Javelin, Sufjan Stevens
Javelin surprend d’abord par sa pochette. Je ne sais pas si ce sont les lettres formées par la peinture rose en haut ou bien le photomontage en fond qui m’ont le plus marqué, mais on peut au moins lui reconnaître son originalité. Qu’importe, il s’agit du dixième album de Sufjan Stevens, le talentueux et prolifique musicien américain que je suis depuis bien des années, même si j’ai réalisé en ouvrant sa fiche Wikipedia que ses deux premiers albums en solo manquaient dans ma discographie. Il a commencé sa carrière en définissant un style unique, sur une base de folk, magnifiée par l’usage d’un grand nombre d’instruments variés qui tirent sa musique vers divers territoires, électroniques ou baroques. Ses morceaux sont partagés entre l’intimisme de sa voix seule accompagnée d’un banjo, à l’exubérance orchestrale où des dizaines d’instruments et de voix s’entremêlent. Un équilibre que j’avais toujours apprécié, mais qui avait un petit peu disparu ces dernières années, avec des albums solos plus sobres et de multiples collaborations et projets annexes plus expérimentaux.
Ce nouvel album revient aux fondamentaux. En dix titres, enfin neuf si l’on exclut la reprise de Neil Young sur la fin, Sufjan Stevens retrouve cette formule magique et l’empreinte sonore qui a fait sa réputation. Javelin m’a happé dès la première minute de « Goodbye Evergreen », un morceau très « sufjanesque » qui débute timidement et se termine dans une explosion sonore. C’est un schéma que l’on retrouve à travers tout l’album, sans tomber dans la répétition pour autant. Cet équilibre entre la voix fragile de l’interprète et les instrumentations complexes soutenues par des chœurs est une marque de fabrique qui fonctionne à mon avis parfaitement ici encore. Les titres sont tous assez courts, tout comme l’album qui dépasse à peine les 40 minutes, mais l’apothéose arrive sur la fin avec « Shit Talk » et ses huit minutes trente déchirantes (« I will always love you » en boucle) qui me donnent des frissons à chaque écoute. C’est le morceau le plus ambitieux sans doute, celui qui condense le mieux ce que l’artiste peut offrir et une magnifique composition qui alterne entre séquences calmes et explosives pour se terminer dans la douceur.

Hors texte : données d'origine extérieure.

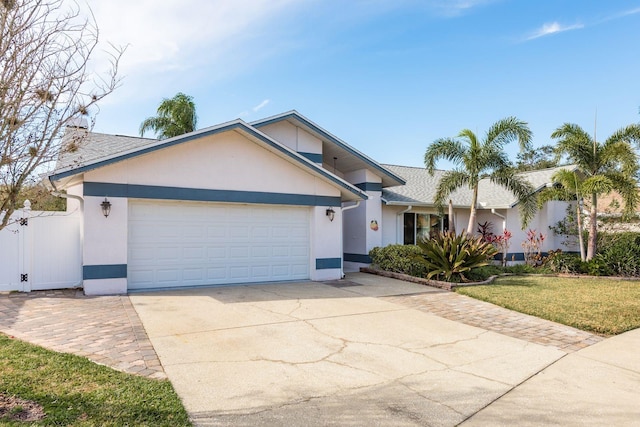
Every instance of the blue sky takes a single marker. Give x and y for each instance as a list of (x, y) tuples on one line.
[(387, 77)]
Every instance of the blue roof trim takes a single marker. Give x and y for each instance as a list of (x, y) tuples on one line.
[(361, 258), (335, 140), (328, 263), (314, 157), (107, 271), (370, 186), (104, 189), (213, 131)]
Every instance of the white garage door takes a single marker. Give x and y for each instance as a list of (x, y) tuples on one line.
[(174, 244)]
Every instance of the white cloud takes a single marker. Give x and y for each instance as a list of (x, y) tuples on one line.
[(457, 7), (160, 34), (261, 105), (553, 28)]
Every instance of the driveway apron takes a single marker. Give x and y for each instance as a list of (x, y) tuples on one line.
[(321, 354)]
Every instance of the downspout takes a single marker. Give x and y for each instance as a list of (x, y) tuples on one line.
[(504, 227), (80, 199), (398, 232), (342, 210), (504, 219)]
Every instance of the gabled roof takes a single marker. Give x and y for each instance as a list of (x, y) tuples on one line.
[(349, 159), (98, 150), (420, 189)]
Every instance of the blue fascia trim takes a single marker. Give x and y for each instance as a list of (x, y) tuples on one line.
[(235, 125), (328, 263), (107, 271), (103, 189), (370, 186), (335, 140), (314, 157), (361, 258)]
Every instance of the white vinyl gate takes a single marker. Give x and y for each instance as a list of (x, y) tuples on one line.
[(41, 251)]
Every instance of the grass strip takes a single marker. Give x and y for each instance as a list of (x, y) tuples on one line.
[(77, 392), (602, 306)]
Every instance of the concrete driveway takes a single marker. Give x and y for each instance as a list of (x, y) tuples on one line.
[(316, 354)]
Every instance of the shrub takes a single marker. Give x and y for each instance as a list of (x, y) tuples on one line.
[(449, 256), (481, 274), (521, 269), (619, 253), (399, 259)]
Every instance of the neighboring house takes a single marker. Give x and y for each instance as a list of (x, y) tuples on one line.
[(409, 213), (272, 200)]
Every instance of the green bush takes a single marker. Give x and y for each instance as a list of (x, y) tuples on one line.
[(618, 254), (399, 259), (523, 269), (450, 257), (481, 274)]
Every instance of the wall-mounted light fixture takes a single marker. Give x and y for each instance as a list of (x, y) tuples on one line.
[(106, 207), (331, 214)]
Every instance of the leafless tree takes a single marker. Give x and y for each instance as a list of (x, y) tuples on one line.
[(45, 83)]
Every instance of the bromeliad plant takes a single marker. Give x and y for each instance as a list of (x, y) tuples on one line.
[(532, 247), (449, 256)]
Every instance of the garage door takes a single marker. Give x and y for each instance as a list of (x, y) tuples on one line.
[(177, 244)]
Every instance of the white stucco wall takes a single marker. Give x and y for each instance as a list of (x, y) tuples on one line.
[(293, 137), (326, 242), (227, 161)]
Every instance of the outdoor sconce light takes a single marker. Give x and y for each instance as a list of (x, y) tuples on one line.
[(106, 207), (331, 214)]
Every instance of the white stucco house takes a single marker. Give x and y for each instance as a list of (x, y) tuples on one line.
[(272, 200)]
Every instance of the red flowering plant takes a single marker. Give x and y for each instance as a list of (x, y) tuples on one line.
[(500, 241), (532, 247)]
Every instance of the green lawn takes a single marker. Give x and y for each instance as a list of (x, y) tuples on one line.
[(74, 391), (603, 306)]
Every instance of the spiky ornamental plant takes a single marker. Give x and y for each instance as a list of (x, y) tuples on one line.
[(448, 255), (476, 159), (607, 166)]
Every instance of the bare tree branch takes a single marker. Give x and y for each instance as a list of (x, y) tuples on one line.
[(45, 84)]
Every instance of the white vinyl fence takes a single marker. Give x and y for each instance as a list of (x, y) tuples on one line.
[(41, 251)]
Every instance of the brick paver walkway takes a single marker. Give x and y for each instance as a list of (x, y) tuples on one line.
[(104, 329), (461, 308)]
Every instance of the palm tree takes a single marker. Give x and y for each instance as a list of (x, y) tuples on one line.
[(176, 116), (567, 186), (607, 166), (475, 159)]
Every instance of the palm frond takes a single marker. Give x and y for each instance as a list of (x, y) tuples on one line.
[(522, 189), (508, 130), (443, 148), (598, 184), (450, 182), (577, 145)]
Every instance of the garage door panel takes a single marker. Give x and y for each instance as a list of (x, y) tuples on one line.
[(174, 244)]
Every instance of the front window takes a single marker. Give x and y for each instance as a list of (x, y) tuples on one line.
[(419, 227)]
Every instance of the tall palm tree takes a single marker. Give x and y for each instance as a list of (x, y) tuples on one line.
[(608, 166), (176, 116), (567, 186), (475, 159)]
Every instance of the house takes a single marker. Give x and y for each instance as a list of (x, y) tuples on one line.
[(272, 200)]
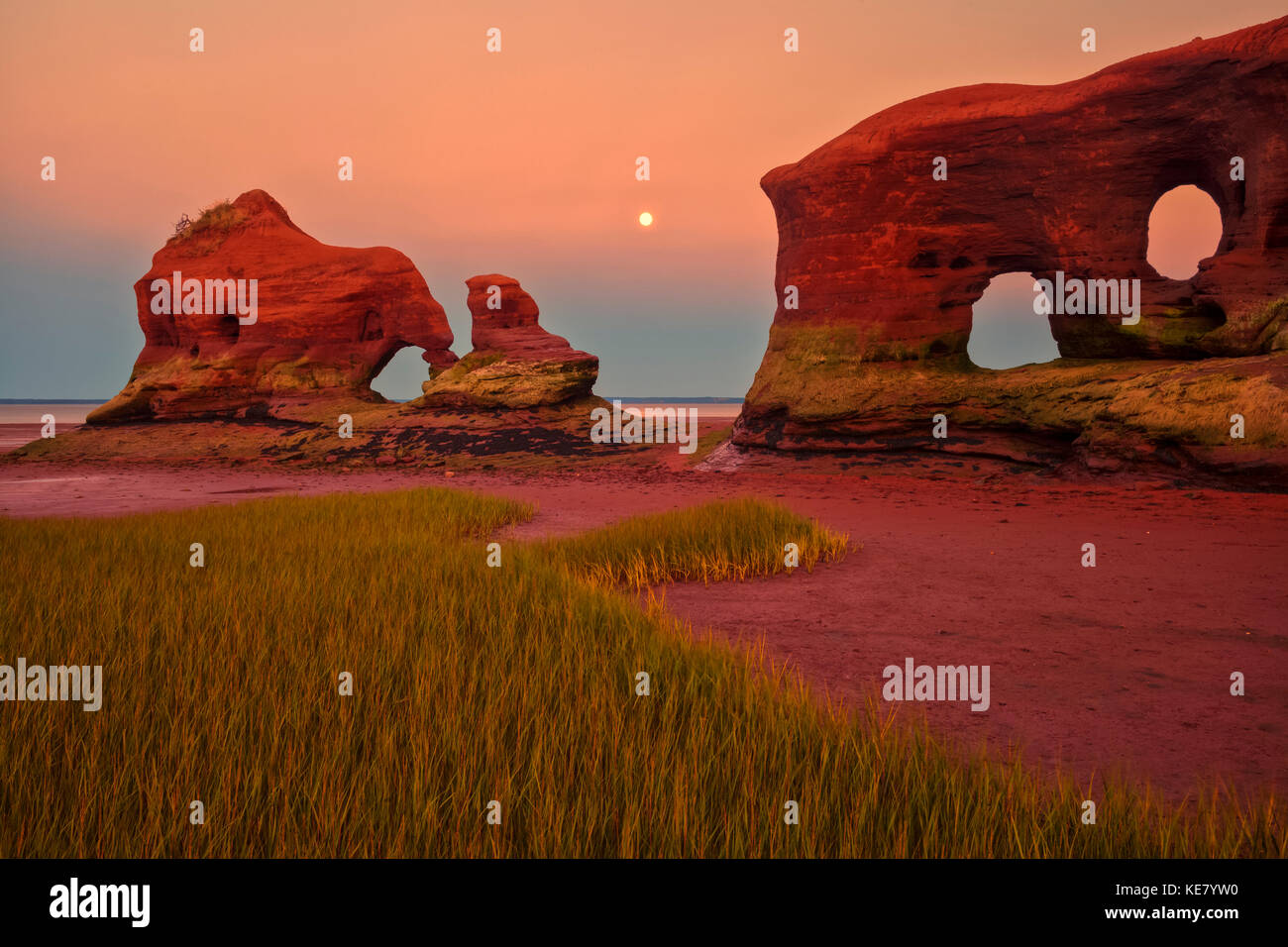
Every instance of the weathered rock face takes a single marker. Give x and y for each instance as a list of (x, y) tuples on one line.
[(887, 262), (515, 363), (327, 320)]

Savoir qu’il est dédicacé à la mémoire de son ancien compagnon — ce qui fait de Javelin un coming-out officiel pour son créateur — m’a rendu ce dixième album encore plus touchant. Il m’a aussi donné envie de réécouter tous les albums sortis avant lui et de passer en boucle sa musique. Sufjan Stevens a peut-être abandonné il y a bien longtemps son idée de raconter les États-Unis État après État, mais il n’a certainement pas perdu son talent musical.